If ingredients seem watery, raise heat to eliminate water.


Add seasoning mixture, and bring to boil.

Once boiling, reduce heat to medium low or low, and simmer for 5-10 minutes while occasionally turning gently for even flavoring.


Mix katakuriko and water again, and add to pot to thicken broth.
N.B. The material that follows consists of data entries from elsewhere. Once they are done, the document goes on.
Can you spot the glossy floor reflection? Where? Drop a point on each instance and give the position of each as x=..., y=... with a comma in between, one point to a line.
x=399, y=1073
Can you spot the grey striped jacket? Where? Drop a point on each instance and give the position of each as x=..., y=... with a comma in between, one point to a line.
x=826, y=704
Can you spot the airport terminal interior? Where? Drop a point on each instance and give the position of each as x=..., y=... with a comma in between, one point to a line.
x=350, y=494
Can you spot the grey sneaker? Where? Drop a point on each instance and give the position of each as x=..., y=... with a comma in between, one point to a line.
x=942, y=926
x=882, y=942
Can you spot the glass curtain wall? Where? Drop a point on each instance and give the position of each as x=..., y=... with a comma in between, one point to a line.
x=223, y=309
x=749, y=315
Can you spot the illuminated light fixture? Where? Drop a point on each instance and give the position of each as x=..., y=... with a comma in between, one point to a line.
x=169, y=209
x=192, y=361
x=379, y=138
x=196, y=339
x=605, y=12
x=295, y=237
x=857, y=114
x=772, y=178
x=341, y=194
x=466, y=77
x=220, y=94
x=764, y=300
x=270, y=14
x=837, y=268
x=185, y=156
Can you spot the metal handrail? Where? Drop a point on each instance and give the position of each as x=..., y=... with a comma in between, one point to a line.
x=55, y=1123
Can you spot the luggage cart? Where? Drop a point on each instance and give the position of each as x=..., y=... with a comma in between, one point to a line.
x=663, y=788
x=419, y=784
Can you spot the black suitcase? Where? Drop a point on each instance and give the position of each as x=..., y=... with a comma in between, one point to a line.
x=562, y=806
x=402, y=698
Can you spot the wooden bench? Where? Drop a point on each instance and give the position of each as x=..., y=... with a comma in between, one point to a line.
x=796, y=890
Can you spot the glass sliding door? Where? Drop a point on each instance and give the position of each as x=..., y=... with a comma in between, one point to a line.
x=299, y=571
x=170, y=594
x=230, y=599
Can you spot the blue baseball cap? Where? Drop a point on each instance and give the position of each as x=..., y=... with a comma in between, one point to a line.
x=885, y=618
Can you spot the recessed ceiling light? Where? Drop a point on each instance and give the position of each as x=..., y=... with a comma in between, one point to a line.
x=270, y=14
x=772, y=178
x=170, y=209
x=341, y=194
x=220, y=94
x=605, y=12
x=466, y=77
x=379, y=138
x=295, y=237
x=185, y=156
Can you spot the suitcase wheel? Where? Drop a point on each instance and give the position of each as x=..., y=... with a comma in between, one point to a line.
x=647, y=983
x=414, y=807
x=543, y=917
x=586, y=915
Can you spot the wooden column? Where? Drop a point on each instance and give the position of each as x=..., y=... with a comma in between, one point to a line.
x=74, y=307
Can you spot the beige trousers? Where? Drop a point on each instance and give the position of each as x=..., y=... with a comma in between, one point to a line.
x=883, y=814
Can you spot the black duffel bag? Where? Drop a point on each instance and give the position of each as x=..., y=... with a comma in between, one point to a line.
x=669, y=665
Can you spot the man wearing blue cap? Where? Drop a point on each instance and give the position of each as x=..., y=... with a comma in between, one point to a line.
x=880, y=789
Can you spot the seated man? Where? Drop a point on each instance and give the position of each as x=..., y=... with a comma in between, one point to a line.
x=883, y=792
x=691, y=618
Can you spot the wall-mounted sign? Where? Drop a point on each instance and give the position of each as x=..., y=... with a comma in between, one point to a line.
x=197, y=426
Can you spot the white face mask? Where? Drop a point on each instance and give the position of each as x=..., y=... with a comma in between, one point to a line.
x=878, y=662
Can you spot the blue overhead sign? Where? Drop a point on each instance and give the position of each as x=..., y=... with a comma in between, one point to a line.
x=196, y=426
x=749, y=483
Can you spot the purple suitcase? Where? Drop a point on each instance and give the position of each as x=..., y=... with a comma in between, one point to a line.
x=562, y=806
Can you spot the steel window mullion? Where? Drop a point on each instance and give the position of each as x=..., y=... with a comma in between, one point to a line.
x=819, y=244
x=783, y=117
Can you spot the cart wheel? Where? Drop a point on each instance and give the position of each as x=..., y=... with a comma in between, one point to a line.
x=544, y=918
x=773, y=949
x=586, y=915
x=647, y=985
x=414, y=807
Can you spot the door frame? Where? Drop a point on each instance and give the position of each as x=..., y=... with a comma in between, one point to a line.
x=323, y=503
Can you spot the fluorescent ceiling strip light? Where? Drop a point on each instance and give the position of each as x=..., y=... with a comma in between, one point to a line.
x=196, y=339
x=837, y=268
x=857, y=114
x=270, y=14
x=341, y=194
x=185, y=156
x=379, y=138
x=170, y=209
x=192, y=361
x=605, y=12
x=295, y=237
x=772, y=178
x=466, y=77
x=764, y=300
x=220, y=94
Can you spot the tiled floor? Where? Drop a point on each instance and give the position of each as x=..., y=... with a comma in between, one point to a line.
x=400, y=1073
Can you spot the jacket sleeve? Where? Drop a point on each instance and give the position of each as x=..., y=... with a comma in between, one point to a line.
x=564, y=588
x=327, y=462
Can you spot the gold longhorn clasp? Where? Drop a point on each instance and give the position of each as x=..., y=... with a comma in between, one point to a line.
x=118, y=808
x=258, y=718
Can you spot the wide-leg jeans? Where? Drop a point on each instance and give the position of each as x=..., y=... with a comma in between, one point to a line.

Add sesame oil, and gently turn.
Ready to serve.

  • This tastes great the next day, too.
  • Make sure to mix katakuriko and water well before adding it to the pot, because katakuriko tends to sink to the bottom. How much katakuriko + water mixture to add depends on how much liquid there is in the pot. For the above dish, I added about 1 tsp of katakuriko (+ 1 tsp water).
  • Momen firm tofu is usually the choice for mabodofu. Kinugoshi soft tofu makes it tender and works well with bay shrimp.
  • If you do not like vinegar in general, 1 tsp of kurozu brown rice vinegar might make the vinegar taste noticeable in the final dish. To prevent this, you can reduce the amount to 2/3 tsp, or first microwave kurozu briefly (5 seconds or so) before mixing it with other seasoning ingredients.
  • Chinese brown rice vinegar (hei cu) has a more distinctive taste and aroma than Japanese kurozu. However, hei cu usually contains sodium, so I stay with Japanese kurozu (sodium free).
  • I use homemade chicken stock containing far less sodium than store-bought stock.
  • This recipe is quite mild. To make it spicier, add more red chili pepper, Vietnamese chili paste or chili garlic sauce. Tobanjan, of course, works too, but its sodium content is more than twice as high as that of chili paste or garlic sauce.